Computes the sum of values across all lanes in a warp.

This is a convenience wrapper around lane_group_sum_and_broadcast that operates on the entire warp. It performs a parallel reduction using warp shuffle operations to find the global sum across all lanes in the warp.

Parameters:

val_type (DType): The data type of the SIMD elements (e.g. float32, int32).
simd_width (Int): The number of elements in the SIMD vector.

Args:

val (SIMD[val_type, simd_width]): The SIMD value to reduce. Each lane contributes its value to the sum.

Returns:

A SIMD value where all lanes contain the sum found across the entire warp. The sum is broadcast to all lanes.

sum[intermediate_type: DType, *, reduction_method: ReductionMethod, output_type: DType](x: SIMD[dtype, size]) -> SIMD[output_type, 1]

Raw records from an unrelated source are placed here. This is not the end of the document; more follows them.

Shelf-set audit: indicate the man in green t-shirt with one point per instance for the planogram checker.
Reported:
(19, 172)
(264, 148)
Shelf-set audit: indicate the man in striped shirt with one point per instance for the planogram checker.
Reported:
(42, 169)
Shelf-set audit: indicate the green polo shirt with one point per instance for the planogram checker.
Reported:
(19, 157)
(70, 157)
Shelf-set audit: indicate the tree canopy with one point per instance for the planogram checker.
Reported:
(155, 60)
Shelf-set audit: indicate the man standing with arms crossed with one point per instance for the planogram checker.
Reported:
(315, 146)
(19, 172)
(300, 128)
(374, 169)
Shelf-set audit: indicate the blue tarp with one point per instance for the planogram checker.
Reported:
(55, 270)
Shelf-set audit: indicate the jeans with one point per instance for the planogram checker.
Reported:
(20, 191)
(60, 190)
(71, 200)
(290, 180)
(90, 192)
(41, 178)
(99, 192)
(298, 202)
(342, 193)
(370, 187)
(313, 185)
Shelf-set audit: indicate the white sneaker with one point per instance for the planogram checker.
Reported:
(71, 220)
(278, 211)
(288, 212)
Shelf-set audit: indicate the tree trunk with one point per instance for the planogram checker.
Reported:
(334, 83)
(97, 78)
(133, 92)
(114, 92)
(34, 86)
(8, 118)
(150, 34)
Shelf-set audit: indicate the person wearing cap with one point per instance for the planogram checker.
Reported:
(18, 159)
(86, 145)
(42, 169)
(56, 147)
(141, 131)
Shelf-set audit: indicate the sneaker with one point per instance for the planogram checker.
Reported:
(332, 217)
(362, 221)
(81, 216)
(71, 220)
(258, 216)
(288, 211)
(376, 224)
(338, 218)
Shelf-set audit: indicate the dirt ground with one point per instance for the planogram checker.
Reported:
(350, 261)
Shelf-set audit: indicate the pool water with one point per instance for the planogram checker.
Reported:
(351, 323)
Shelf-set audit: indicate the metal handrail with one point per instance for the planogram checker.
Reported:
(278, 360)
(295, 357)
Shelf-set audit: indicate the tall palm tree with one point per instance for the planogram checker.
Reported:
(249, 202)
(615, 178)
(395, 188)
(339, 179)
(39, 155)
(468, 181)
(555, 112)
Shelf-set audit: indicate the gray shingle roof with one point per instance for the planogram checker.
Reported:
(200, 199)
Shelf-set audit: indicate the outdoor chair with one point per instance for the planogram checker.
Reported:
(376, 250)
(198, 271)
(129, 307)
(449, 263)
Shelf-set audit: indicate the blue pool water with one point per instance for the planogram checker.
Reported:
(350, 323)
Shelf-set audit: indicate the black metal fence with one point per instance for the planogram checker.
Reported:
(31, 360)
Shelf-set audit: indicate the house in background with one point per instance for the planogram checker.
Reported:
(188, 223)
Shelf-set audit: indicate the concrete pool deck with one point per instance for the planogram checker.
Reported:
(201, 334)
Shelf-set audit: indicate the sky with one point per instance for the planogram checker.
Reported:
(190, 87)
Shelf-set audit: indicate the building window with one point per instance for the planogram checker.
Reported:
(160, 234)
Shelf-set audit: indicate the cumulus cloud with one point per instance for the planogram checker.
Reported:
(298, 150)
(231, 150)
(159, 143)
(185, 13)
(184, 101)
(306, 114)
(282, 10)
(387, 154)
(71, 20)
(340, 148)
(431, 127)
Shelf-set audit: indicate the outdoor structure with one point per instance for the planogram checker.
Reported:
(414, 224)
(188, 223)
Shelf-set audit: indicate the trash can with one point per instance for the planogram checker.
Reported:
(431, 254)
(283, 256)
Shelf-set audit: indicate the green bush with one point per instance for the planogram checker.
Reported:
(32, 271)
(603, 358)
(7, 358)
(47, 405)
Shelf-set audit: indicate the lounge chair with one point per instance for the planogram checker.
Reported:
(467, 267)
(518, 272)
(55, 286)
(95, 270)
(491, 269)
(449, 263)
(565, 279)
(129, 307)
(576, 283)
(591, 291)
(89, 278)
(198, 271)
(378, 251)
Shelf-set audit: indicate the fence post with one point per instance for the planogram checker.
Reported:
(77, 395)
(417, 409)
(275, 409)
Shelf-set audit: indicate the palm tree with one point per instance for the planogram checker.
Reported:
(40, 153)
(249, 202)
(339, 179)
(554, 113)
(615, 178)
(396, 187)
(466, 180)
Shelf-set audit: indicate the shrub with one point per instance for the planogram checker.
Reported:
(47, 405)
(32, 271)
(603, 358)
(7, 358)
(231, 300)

Performs a warp-level reduction to compute the sum of values across threads.

This function provides two reduction methods:

Warp shuffle: Uses warp shuffle operations to efficiently sum values across threads
Tensor core: Leverages tensor cores for high-performance reductions, with dtype casting

The tensor core method will cast the input to the specified intermediate dtype before reduction to ensure compatibility with tensor core operations. The warp shuffle method requires the output dtype to match the input dtype.

Constraints:

For warp shuffle reduction, output_type must match the input value dtype.
For tensor core reduction, input will be cast to intermediate_type.

Parameters:

intermediate_type (DType): The data type to cast to when using tensor core reduction.
reduction_method (ReductionMethod): WARP for warp shuffle or TENSOR_CORE for tensor core reduction.
output_type (DType): The desired output data type for the reduced value.

Args:

x (SIMD[dtype, size]): The SIMD value to reduce across the warp.

Returns:

A scalar containing the sum of the input values across all threads in the warp, cast to the specified output dtype.